May 10, 2008
When the air is dirtier it hides Catalina, but it changes the light; that's why sunsets are prettiest on smoggy days. The contrast with my laptop screen makes good, virtuous city lights appear even more yellow, natch.
But I'm jittery; I just Google-Newsed "fire" to make sure Pasadena wasn't in flames all over again.

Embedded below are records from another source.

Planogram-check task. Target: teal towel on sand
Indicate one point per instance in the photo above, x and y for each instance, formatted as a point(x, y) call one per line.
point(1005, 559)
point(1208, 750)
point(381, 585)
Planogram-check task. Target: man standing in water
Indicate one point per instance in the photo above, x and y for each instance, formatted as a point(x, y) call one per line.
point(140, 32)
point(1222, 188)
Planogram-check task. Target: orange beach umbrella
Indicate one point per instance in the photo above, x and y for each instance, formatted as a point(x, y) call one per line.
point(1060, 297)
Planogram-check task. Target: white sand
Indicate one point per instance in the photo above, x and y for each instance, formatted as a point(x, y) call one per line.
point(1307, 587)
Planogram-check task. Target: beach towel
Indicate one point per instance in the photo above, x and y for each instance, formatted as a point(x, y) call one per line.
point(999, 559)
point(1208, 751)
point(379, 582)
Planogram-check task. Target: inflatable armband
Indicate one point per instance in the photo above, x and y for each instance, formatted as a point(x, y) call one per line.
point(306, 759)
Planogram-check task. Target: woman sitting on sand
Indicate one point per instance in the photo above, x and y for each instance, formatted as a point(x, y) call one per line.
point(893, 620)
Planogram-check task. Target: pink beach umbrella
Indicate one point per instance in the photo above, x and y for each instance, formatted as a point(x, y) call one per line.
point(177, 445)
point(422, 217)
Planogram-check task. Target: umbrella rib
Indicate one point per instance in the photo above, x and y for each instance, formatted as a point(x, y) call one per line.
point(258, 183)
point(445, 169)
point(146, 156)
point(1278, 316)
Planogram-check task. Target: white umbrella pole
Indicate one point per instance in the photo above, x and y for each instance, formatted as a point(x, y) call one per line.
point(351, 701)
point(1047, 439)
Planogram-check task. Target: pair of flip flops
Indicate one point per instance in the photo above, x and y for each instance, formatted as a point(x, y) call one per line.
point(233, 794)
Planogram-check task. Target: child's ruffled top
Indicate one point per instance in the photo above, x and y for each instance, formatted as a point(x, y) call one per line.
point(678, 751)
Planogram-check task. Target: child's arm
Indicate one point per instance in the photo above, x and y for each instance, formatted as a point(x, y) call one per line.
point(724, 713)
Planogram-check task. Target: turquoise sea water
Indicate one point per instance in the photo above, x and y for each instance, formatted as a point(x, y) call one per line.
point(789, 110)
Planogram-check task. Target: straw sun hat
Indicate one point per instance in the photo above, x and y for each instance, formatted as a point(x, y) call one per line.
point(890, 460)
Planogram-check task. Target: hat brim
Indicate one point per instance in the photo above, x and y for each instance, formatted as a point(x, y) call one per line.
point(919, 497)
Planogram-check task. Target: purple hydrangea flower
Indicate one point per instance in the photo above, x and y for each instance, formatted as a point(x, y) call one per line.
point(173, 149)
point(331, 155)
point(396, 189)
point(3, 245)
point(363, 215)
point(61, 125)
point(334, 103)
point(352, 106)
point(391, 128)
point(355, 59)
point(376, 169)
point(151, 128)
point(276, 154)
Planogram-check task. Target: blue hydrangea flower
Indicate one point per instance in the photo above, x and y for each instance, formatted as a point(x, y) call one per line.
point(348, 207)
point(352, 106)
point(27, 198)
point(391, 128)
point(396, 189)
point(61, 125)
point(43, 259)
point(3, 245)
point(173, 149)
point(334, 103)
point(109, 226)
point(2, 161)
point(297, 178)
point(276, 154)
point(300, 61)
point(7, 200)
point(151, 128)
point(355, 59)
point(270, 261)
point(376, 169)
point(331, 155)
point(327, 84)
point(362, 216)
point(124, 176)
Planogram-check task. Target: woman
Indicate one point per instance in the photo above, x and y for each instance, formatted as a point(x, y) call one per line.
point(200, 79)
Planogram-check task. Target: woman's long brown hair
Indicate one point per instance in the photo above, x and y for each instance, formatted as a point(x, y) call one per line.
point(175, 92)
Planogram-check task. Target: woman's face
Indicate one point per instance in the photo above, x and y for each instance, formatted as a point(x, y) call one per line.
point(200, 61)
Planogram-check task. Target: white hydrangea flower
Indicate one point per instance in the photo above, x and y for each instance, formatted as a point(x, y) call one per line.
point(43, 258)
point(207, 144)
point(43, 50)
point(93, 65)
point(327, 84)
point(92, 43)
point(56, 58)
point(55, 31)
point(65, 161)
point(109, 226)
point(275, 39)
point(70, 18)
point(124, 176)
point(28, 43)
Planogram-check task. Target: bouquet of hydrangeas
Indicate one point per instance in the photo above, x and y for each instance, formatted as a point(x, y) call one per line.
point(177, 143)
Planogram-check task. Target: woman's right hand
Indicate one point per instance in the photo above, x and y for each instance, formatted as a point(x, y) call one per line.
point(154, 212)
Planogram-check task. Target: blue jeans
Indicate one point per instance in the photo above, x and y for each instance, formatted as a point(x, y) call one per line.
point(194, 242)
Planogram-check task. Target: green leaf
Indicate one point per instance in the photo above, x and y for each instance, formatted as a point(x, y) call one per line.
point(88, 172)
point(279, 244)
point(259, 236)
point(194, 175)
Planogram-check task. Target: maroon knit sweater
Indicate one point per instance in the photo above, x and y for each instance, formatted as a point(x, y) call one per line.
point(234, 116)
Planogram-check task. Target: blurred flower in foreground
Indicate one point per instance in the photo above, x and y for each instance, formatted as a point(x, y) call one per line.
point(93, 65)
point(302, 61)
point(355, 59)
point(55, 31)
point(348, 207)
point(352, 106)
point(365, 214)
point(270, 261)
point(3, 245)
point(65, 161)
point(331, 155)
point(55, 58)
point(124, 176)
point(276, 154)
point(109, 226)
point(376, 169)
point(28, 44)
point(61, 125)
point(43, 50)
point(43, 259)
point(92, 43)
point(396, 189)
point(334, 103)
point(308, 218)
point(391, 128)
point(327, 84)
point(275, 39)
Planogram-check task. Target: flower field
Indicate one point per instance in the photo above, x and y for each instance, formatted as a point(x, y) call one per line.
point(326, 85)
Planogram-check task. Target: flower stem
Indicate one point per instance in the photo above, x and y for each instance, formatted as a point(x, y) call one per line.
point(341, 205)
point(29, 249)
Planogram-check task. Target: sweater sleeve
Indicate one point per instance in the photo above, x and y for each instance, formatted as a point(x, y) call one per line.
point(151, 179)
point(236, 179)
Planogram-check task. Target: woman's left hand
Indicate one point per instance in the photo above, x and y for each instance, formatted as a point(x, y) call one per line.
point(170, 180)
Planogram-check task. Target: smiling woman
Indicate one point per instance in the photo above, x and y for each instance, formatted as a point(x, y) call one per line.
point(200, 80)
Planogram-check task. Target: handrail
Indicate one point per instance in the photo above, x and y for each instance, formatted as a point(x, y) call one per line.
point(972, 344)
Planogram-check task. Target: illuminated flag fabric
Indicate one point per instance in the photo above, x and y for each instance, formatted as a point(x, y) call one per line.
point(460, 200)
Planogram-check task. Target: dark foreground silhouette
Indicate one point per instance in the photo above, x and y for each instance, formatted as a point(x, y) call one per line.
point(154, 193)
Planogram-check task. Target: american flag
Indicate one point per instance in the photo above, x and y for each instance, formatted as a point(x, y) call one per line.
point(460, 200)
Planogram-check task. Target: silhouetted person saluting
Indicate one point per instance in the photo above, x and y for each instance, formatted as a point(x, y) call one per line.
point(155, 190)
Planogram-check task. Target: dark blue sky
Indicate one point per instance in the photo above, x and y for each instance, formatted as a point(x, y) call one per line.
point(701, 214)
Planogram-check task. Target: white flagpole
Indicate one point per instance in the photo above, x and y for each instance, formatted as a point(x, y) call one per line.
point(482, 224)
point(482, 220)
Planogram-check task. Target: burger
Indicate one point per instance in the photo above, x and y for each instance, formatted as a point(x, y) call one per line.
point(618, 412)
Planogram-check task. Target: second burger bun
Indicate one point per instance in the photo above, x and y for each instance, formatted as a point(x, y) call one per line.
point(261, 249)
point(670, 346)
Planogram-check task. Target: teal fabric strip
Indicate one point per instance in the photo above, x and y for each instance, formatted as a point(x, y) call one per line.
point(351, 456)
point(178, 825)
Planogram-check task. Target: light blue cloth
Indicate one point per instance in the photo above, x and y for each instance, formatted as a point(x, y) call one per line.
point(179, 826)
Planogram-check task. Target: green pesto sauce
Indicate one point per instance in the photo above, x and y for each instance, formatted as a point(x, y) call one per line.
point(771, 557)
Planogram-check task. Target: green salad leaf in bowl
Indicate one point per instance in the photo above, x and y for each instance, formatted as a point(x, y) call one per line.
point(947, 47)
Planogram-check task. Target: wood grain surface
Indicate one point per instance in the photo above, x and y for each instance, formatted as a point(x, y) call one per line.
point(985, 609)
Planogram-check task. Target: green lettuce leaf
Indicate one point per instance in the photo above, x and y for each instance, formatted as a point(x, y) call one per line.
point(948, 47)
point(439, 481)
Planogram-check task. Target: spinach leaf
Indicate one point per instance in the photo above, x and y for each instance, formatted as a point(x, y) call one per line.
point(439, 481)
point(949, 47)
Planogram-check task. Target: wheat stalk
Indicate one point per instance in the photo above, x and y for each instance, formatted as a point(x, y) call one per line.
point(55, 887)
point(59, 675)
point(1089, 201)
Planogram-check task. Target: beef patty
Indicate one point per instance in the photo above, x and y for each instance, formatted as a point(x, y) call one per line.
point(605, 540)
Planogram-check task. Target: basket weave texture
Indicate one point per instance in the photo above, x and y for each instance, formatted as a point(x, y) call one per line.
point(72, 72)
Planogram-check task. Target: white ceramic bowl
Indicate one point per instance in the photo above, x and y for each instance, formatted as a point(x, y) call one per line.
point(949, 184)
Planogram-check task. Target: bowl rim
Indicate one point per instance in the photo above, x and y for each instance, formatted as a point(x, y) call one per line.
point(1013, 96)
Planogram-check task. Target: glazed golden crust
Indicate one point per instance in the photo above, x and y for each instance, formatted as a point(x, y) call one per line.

Once when A the H was in Cambodia I awoke in the big bed to the smell of smoke, and a faint bit of light over the hill. I threw on shoes and a T-shirt—a tight one, it turned out—and set out on the road. I felt that with my husband out of town I needed to be especially careful about protecting the homestead. Sure enough, one of the sheriff's deputies had blocked the road around the corner near the girl's school, and I had a brief conversation with him. Rather, I talked to him, and he talked to my chest, explaining to my breasts that there was a tiny brush fire on the slope below, but it was already contained, and the fire department was simply continuing to check that no embers remained that might spark and create problems later. He told my breasts that the neighborhood was surely safe, but if the fire re-sparked, they would certainly go door-to-door and wake everyone up to evacuate the area. It was okay for my breasts to go back to sleep.
I inferred from that that it was safe for the rest of me to sleep as well.
Back home, snuggled under a very light blanket—with the window still open, to awaken me if the smoke got worse or the fire went on the move—I dreamed about orange light, smoky air, and my husband far away in steamy Southeast Asia. I remember thinking that wasn't the most practical place for him, at that moment.